Оставалось лишь смириться и признать, что была Машка Камы́шева мышь простая, а стала – летучая. И не потому, что с крыльями, а потому как страшню-ю-ючая. Именно так – с подвыванием на букве «ю».

Впрочем, кроме минусов у глючного апгрейда нашлись и плюсы. Стальная шкура (назвать это кожей язык не поворачивался) отличалась завидной прочностью, что наглядно продемонстрировала свеженькая дырка в улыбке гиеномишки – клык он, бедолага, о мою руку сломал. А вот будет знать, как тащить в пасть кого попало!

Износоустойчивость подтверждалась ещё и целостностью лишившейся кроссовки пятки – даже после забега по камням, кустам и прочим буеракам на ней не обнаружилось никаких повреждений. Ночное зрение и невосприимчивость к холоду тоже не могли не радовать. А отсутствие рогов, хвоста и копыт меня почти осчастливило.

Верная подружка гитара также не избежала преображения – её прежде гладкая поверхность, радовавшая глаз ровненьким слоем синего лака, запузырилась, будто на нее кислотой плеснули; колки обзавелись шиповидными наростами. В общем, инструмент отменно соответствовал новому облику владелицы, и им, судя по невредимому после кувырка с обрыва корпусу, теперь можно было гвозди заколачивать. Ну, или пересчитывать чьи-то рёбра.

Как ни странно, на звучании трансформация никак не сказалась. А в качестве дополнительного бонуса струны приобрели свойство светиться всеми цветами радуги при прикосновении – эдакая дискотечная подсветка в стиле деревенского клуба.

Перебирать эту «гирлянду» моим обновленным маникюром было весьма удобно – никакой медиатор не нужен – вот я этим и занималась, после того как забаррикадировала выход из берлоги камнями и проинспектировала содержимое рюкзака. А что ещё оставалось делать, когда есть нечего, спать не на чем, а из развлечений доступны лишь пересчёт слюдяных зеркал на сводах да беготня от одного отражения к другому?

С репертуара Высоцкого я перешла на незабвенный хит «КиШ» про проклятый старый дом, перекроив его до оды тупому ушастому гному. С гномом я, конечно, была несколько не права – гномы ко мне пока не являлись, следовательно, провиниться не успели, – но эльфы никак не желали рифмоваться.

После «КиШ» вспомнился «Сектор газа», и я бы непременно спела, как Иллу стоит на горе и тесно общается с семью товарищами, но усталость взяла своё. Я так и отключилась – сидя на голых камнях в обнимку с гитарой и даже не успев подумать, что заснуть в коме совсем уж абсурдно.
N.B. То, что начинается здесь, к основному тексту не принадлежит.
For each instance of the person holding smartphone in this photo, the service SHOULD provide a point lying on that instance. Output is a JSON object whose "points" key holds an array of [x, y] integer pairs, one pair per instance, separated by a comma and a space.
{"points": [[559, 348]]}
Жених невесте не приснился. Впрочем, дурацкий стишок-то я не произносила. Вместо жениха пригрезился омерзительнейший кошмар. Вооруженная гитарой, я в виде бесплотного призрака летала над крышей недостроя. За моей спиной трепыхались нежно-розовые стрекозиные крылья, розовенькая ночнушка, щедро украшенная кружавчиками, путалась в ногах, а на нос то и дело сползал нимб. Гитара же так и норовила превратиться в изящную золочёную арфу.